The Columbia River Knife and Tool’s 6480 Pazoda Razor Edge is a simple, light (1.6 oz), and inexpensive pocket knife with a sharp 2-inch blade that locks securely.
Unlike many pocket knives this small, it has a solid feel.
I like the Victorinox Swiss Army One-Hand Trekker because it has the most practical, useful outdoor tools. (Although who really needs a reamer?)
It has a one-hand locking serrated blade, wood saw, can opener, bottle opener, 2 flat and one phillips screwdriver.
Gear geeks will appreciate the tools on the Leatherman Juice S2: needle-nose pliers, wire cutter/stripper, 4 screwdrivers, scissors, can opener, and a 3-inch straight blade.
Bad news — the blade doesn’t lock.
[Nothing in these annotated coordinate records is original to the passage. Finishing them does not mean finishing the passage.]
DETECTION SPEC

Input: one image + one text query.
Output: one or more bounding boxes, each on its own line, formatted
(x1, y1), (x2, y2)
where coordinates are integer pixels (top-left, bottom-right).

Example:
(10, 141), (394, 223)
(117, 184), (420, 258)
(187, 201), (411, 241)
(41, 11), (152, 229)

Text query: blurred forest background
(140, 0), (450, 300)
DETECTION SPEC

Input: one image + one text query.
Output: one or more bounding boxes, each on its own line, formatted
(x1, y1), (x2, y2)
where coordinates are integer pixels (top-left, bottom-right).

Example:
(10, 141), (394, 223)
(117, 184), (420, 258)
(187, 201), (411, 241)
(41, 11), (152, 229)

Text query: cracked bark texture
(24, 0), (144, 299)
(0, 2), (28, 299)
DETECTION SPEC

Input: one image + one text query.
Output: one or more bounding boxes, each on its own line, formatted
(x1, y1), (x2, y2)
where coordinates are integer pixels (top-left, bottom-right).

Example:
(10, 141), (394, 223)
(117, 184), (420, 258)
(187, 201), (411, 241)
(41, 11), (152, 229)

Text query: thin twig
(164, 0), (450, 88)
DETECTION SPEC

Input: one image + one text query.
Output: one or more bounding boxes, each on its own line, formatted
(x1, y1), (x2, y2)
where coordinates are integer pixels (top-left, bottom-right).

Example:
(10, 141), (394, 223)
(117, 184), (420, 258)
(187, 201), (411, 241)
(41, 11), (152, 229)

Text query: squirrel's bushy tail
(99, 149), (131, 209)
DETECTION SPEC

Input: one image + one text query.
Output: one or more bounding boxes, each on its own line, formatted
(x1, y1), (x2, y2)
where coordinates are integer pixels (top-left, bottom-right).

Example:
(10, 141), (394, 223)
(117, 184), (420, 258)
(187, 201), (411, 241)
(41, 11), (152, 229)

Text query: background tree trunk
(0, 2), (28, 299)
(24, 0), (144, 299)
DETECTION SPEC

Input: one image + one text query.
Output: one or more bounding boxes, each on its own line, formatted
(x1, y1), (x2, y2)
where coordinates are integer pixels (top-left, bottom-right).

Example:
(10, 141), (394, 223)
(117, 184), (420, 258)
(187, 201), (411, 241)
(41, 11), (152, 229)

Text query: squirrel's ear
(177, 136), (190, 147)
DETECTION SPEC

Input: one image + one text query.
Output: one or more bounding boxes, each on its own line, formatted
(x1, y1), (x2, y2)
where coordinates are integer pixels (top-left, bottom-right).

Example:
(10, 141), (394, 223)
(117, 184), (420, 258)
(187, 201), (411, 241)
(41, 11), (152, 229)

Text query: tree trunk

For a pocket multitool, it’s fairly light at 4.5 oz.
The Leatherman New Wave Multitool can handle just about anything you throw at it, both at home and in the great outdoors. It’s slightly heavy to be a hiking knife (8.5 oz), but it’s excellent for a pocket camping knife.
It has two 3-inch locking blades (one straight and one serrated), a wood saw, file, scissors, pliers, can/bottle opener, 2 bit drivers, a screwdriver, and more.
These are what I consider the best pocket knives for camping and hiking. Think about the most likely situations you’ll encounter in your travels, and choose the pocket knife with only the features you really need.
Remember to take good care of your knife. Clean it regularly and sharpen it as soon as you notice it becoming dull. Also, don’t lose it — keep it in a zippered pocket or securely clipped to your pack or person.
A good pocket knife, properly cared for, should last for many years.